Iranian agency drops Rafsanjani remarks accusing Syrian government of using chemicals
DUBAI - Reuters
A handout picture released by the official website of Iran's supreme leader, Ayatollah Ali Khamenei, shows Iran's new President Hasan Rowhani (3rd L), Parliament Speaker Ali Larijani (2nd L) and Iran's former president Akbar Hashemi Rafsanjani (L) on Aug. 9. AFP photo / Khamenei.ir
An Iranian news agency quoted former President Akbar Hashemi Rafsanjani as saying Syria's government had attacked its own people with chemical weapons, but later replaced the report with a different version that did not attribute blame for the raid.The second version by the semi-official Iranian Labour News Agency reported him as saying on Sept. 1: "On the one hand the people of Syria are the target of a chemical attack, and now they must wait for an attack by foreigners."
In the earlier version, the quote was: "The people have been the target of a chemical attack by their own government and now they must also wait for an attack by foreigners."
The earlier version of his remarks differed sharply from comments by other Iranian officials, who have said rebels trying to oust Syrian President Bashar al-Assad were responsible for a poison gas attack on the outskirts of Damascus on Aug. 21.
The attack has drawn Western threats of military reprisals against the Syrian government, an ally of Iran.
In other remarks which were unchanged, Rafsanjani went on: "Right now America, the Western world along with some of the Arab countries are nearly issuing a clarion call for war in Syria - may God have mercy on the people of Syria," he said.

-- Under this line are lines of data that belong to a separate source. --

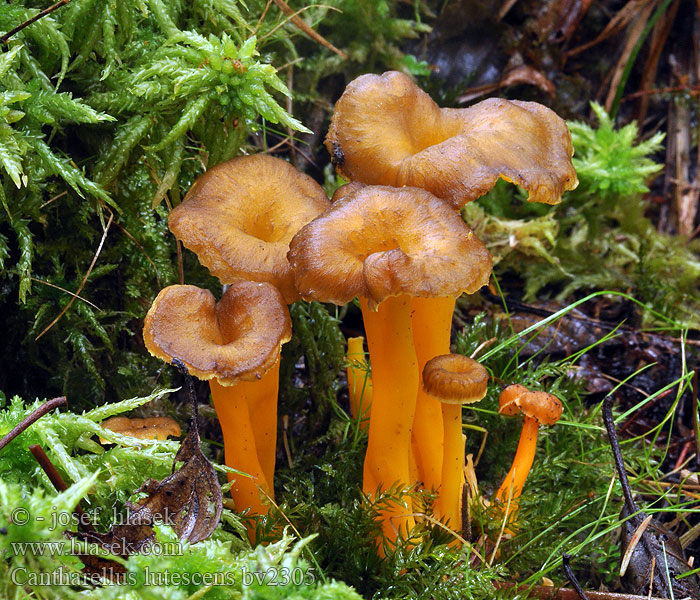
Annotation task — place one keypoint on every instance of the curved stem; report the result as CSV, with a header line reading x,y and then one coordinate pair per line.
x,y
514,481
395,382
240,453
449,504
432,323
262,407
359,382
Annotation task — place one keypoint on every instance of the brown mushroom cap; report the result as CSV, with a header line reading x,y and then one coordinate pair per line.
x,y
240,216
455,379
387,131
238,338
347,189
159,428
542,406
379,241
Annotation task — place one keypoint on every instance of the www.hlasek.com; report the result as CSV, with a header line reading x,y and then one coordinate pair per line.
x,y
273,576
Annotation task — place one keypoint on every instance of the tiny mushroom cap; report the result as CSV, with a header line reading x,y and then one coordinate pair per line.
x,y
236,339
542,406
159,428
378,241
387,131
240,216
455,379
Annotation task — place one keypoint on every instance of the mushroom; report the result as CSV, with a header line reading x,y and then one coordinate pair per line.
x,y
387,131
539,408
239,218
387,245
454,379
149,428
235,345
359,381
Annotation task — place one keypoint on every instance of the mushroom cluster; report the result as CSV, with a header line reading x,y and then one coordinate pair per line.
x,y
392,237
408,259
238,218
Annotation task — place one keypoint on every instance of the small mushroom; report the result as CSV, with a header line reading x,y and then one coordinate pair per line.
x,y
149,428
359,381
386,246
454,379
539,408
235,345
390,132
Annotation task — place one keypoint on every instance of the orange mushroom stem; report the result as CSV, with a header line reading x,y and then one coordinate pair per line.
x,y
360,388
539,408
432,323
513,483
395,383
454,379
234,406
388,246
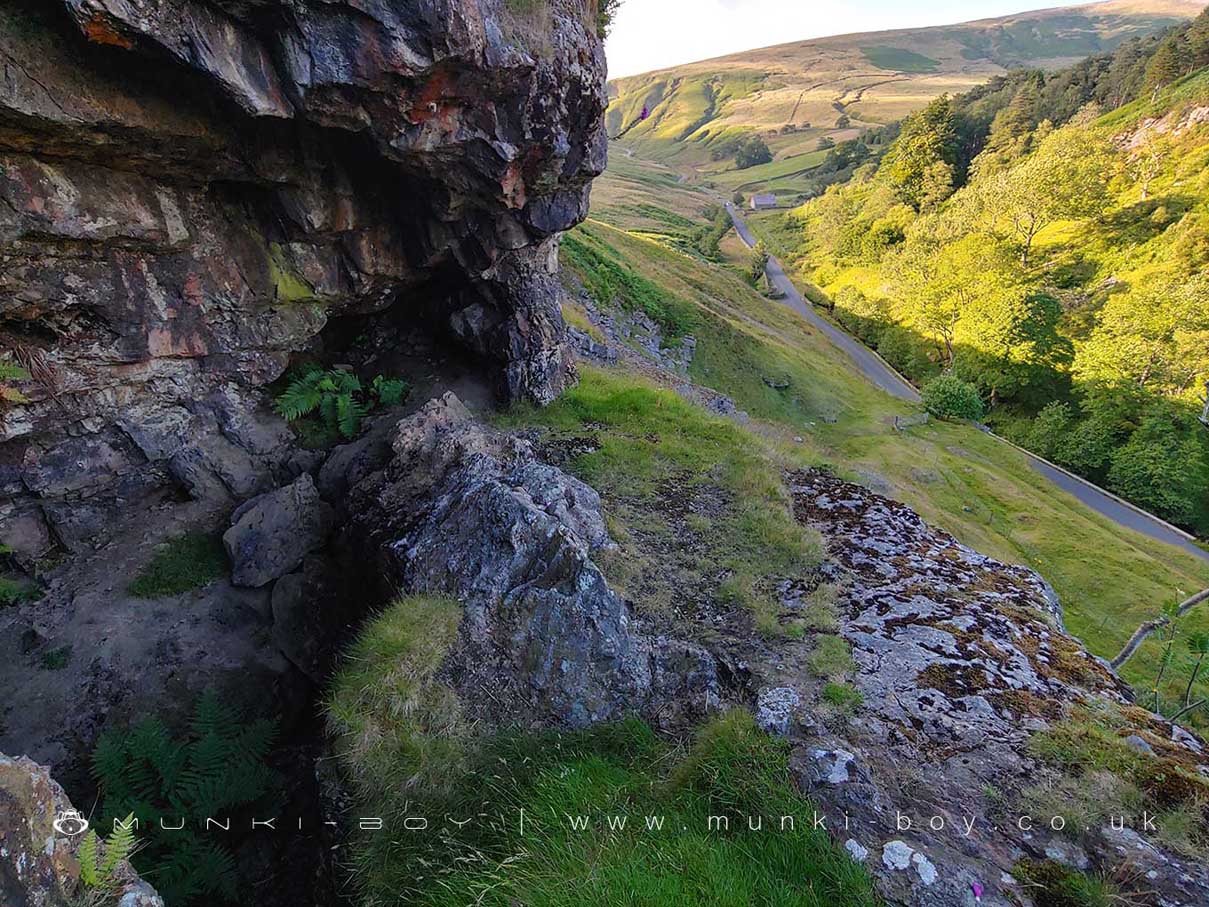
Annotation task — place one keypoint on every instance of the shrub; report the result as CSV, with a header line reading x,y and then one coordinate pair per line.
x,y
949,397
215,768
181,564
9,375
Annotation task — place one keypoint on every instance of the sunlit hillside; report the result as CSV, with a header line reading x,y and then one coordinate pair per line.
x,y
796,94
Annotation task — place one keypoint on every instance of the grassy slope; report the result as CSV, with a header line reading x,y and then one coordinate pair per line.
x,y
984,492
408,752
872,78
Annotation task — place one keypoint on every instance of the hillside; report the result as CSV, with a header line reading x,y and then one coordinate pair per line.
x,y
797,94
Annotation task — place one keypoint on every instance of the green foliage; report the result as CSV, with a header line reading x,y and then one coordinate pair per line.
x,y
336,398
181,564
831,658
751,151
949,397
215,768
98,867
1051,884
13,591
611,282
11,373
1092,745
619,769
843,695
1162,468
758,263
57,658
919,165
606,11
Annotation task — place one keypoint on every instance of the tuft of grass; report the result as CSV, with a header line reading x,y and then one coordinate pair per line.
x,y
652,455
397,727
181,564
843,695
391,717
1105,775
15,591
832,658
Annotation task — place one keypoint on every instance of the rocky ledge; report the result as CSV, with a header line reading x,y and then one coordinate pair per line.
x,y
39,850
190,192
960,660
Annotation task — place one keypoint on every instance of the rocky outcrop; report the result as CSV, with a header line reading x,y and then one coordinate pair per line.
x,y
39,843
462,510
959,659
192,191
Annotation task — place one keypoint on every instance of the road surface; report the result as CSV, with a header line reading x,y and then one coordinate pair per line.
x,y
880,374
868,362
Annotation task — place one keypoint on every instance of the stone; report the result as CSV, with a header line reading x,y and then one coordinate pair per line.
x,y
39,844
896,855
270,535
470,513
775,709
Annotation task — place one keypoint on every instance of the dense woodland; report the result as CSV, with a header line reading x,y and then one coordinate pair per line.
x,y
1045,240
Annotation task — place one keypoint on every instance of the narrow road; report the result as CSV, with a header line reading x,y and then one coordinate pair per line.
x,y
880,374
868,362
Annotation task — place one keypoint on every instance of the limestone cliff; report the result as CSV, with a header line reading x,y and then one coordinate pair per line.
x,y
192,191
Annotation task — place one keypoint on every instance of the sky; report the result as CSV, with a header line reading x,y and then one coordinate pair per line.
x,y
652,34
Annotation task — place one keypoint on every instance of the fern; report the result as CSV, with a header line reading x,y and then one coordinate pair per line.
x,y
217,767
337,398
90,876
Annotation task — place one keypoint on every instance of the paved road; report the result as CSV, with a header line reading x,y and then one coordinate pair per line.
x,y
868,362
875,370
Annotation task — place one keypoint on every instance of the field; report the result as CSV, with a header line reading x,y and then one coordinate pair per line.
x,y
794,94
981,490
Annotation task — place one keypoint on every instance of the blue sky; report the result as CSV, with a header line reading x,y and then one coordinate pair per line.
x,y
652,34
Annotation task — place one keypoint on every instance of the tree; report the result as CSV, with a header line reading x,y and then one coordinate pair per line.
x,y
1062,179
927,138
1162,468
1147,161
1198,645
751,151
758,263
1155,338
1169,63
1010,340
949,397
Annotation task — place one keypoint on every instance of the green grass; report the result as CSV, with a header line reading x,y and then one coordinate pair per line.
x,y
1051,884
57,659
1104,774
958,478
663,467
391,715
181,564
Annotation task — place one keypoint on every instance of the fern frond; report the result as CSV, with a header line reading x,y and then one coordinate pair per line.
x,y
87,858
389,392
348,415
119,845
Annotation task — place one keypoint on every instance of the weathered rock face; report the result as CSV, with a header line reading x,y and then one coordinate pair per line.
x,y
38,861
462,510
960,659
191,191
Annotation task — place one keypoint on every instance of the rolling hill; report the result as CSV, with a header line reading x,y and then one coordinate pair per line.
x,y
796,94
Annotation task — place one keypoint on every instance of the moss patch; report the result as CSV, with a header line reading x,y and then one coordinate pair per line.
x,y
180,565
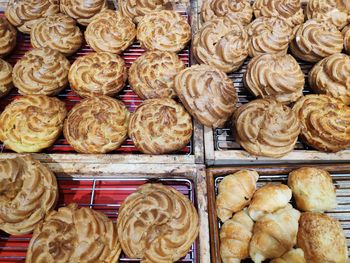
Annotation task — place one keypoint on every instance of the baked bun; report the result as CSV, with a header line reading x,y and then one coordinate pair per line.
x,y
28,191
24,14
164,30
98,74
275,76
265,127
160,126
41,71
325,122
74,234
207,93
32,123
152,74
58,32
316,40
97,125
157,224
110,32
221,43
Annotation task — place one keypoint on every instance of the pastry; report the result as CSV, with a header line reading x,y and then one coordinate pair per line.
x,y
164,30
207,93
58,32
98,74
316,40
152,74
24,14
221,43
74,234
32,123
157,224
41,71
235,235
313,189
236,10
235,192
321,238
160,126
275,76
110,32
331,76
97,125
28,191
265,127
325,122
269,35
268,199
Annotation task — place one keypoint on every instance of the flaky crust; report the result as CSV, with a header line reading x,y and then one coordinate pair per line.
x,y
152,74
110,32
207,93
160,126
28,191
275,76
164,30
157,224
97,125
74,234
41,71
325,122
221,43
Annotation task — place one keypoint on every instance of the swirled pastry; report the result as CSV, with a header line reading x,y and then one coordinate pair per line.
x,y
160,126
74,234
24,14
58,32
276,76
152,74
331,76
157,224
325,122
221,43
265,127
97,125
98,74
316,40
110,32
207,93
28,191
164,30
32,123
41,71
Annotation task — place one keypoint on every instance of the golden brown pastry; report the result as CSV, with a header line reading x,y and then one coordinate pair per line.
x,y
97,125
58,32
207,93
325,122
74,234
265,127
28,191
41,71
221,43
316,40
157,224
110,32
164,30
98,74
235,192
32,123
152,74
322,239
275,76
24,14
160,126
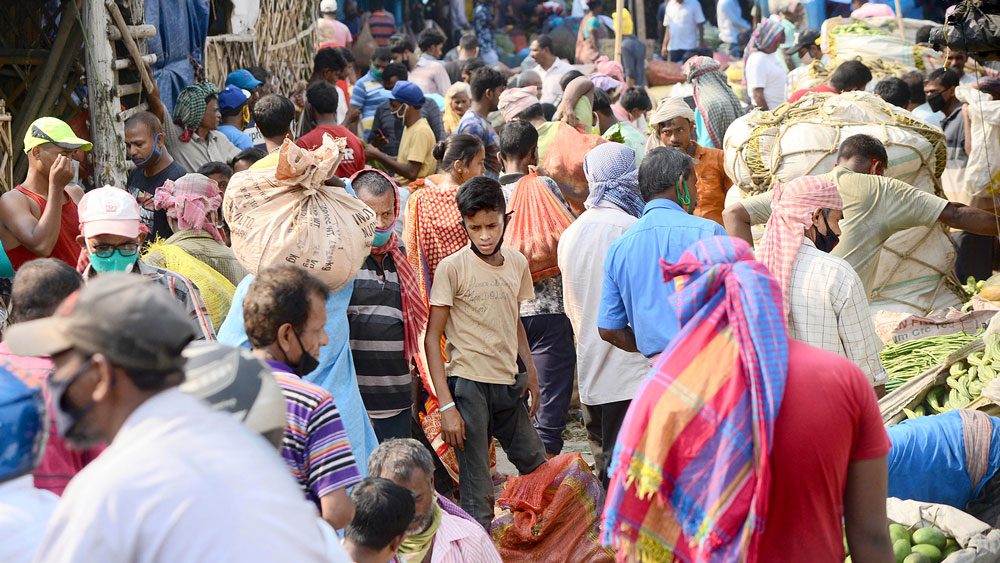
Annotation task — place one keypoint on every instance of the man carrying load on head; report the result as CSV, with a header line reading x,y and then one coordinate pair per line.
x,y
875,208
825,303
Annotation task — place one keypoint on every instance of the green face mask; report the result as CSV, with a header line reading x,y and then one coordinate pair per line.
x,y
114,263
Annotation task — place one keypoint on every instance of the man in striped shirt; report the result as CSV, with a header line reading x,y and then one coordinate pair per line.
x,y
284,315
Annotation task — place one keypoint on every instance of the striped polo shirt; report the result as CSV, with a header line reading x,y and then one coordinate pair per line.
x,y
315,445
375,316
367,96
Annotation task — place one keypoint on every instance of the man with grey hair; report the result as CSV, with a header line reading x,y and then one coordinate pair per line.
x,y
438,526
635,314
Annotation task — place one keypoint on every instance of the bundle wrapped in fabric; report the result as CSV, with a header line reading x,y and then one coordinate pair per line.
x,y
288,215
802,139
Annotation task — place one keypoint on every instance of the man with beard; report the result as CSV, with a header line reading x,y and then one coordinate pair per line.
x,y
438,526
144,142
178,481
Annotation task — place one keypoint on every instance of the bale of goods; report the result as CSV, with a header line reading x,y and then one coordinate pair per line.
x,y
939,533
800,139
288,215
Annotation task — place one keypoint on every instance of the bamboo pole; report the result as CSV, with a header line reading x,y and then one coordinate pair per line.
x,y
619,8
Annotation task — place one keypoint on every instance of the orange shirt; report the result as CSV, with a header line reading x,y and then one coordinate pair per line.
x,y
712,182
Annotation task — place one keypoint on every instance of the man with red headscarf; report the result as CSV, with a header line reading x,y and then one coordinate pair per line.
x,y
386,314
825,303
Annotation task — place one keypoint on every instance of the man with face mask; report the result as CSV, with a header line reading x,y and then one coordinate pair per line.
x,y
284,314
145,144
824,301
111,239
415,159
178,481
386,314
439,527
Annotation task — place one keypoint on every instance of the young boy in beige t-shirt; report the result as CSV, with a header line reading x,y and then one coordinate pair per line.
x,y
474,303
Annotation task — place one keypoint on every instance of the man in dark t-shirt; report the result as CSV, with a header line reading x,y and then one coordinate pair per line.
x,y
144,141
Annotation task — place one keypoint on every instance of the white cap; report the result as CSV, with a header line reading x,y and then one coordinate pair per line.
x,y
109,211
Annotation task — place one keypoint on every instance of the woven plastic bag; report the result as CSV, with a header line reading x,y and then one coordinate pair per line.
x,y
564,163
216,291
537,224
288,215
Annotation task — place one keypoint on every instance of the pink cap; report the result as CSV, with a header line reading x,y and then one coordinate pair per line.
x,y
109,211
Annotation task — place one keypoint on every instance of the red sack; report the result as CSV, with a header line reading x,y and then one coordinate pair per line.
x,y
564,163
538,222
664,73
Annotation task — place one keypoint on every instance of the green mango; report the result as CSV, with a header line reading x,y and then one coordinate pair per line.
x,y
931,551
899,532
930,536
901,548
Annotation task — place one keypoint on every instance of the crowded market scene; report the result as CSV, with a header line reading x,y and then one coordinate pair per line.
x,y
446,281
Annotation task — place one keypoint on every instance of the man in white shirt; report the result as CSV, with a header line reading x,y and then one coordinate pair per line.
x,y
24,509
824,300
764,73
550,67
680,20
608,376
731,25
178,481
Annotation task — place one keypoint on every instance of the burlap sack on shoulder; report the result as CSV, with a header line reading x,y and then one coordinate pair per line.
x,y
288,215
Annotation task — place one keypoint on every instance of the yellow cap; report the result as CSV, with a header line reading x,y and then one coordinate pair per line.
x,y
56,131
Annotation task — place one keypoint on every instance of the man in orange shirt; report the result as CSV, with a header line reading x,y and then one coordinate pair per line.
x,y
673,126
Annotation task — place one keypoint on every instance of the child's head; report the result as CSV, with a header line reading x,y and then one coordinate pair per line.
x,y
483,208
518,146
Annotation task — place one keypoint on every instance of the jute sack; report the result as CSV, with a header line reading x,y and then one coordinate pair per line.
x,y
802,139
287,215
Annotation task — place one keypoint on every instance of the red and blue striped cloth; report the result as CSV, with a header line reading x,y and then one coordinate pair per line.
x,y
691,471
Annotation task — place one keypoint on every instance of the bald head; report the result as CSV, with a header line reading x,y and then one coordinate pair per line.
x,y
39,287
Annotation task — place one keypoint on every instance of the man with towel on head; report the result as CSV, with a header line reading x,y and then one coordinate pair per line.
x,y
825,302
673,126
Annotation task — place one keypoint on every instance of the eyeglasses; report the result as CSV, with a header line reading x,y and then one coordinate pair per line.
x,y
106,250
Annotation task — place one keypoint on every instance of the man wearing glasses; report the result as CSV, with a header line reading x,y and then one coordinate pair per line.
x,y
111,239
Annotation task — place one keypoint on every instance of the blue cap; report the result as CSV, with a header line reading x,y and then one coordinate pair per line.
x,y
242,79
408,93
232,98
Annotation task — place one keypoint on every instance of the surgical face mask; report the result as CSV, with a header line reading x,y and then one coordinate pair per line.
x,y
826,242
381,237
68,419
936,101
116,262
154,155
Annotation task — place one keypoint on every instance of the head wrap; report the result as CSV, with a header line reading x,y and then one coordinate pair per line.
x,y
190,107
414,308
668,109
610,68
791,215
515,100
713,98
605,82
767,35
190,199
612,175
722,380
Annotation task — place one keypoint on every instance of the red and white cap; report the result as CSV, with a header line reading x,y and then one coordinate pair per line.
x,y
109,211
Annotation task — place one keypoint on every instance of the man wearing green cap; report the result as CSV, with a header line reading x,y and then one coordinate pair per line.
x,y
40,214
191,133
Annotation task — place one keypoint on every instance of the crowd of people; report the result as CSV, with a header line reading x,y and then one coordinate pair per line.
x,y
201,407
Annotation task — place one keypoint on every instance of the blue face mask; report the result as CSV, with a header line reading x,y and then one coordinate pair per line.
x,y
114,263
381,237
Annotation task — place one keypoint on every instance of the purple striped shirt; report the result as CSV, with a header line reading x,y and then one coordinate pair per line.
x,y
315,445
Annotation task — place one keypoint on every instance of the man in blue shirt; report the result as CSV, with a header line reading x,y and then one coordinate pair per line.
x,y
635,313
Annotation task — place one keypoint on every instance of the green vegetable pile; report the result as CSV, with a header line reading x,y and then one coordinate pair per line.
x,y
924,545
906,360
965,383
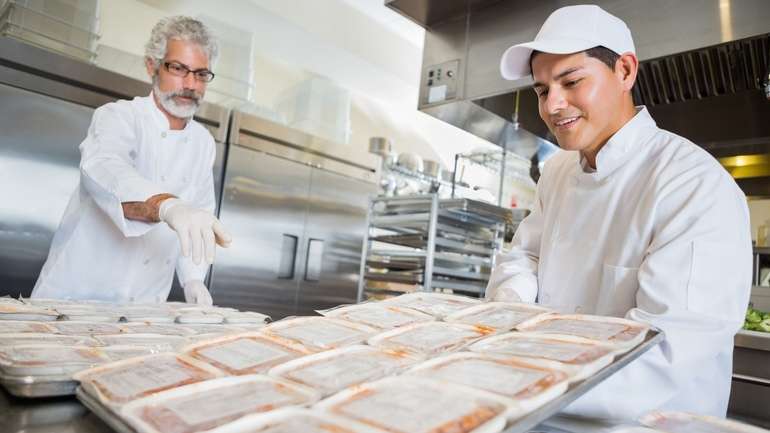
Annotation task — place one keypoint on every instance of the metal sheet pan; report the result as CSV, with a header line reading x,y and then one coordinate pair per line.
x,y
103,412
522,425
526,423
39,386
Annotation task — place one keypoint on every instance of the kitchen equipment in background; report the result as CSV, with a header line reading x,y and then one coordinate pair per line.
x,y
424,243
431,168
297,206
318,107
495,176
66,27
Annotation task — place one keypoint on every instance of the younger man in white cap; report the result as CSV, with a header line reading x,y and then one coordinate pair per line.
x,y
631,221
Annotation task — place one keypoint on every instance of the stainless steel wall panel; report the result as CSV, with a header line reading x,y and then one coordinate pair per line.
x,y
38,171
334,236
264,202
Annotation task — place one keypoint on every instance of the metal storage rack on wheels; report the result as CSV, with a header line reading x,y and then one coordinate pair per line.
x,y
424,243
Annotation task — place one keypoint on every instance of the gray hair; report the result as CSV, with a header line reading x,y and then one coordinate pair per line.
x,y
181,28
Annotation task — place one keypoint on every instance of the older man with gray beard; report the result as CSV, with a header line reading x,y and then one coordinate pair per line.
x,y
146,191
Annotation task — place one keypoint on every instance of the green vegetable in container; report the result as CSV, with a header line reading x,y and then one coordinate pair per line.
x,y
764,325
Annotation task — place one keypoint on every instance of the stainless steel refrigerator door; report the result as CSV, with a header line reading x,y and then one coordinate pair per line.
x,y
39,138
333,240
264,205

"The people of Syria have seen much damage in these two years, the prisons are overflowing and they've converted stadiums into prisons, more than 100,000 people killed and millions displaced," he added.
Rafsanjani is a close ally of Iranian President Hassan Rouhani and chairs Iran's Expediency Council, which advises Iran's Supreme Leader Ayatollah Ali Khamenei.
Iranian soldiers suffered chemical weapons attacks during the country's 1980-1988 war with Iraq, and Iran has repeatedly condemned their use.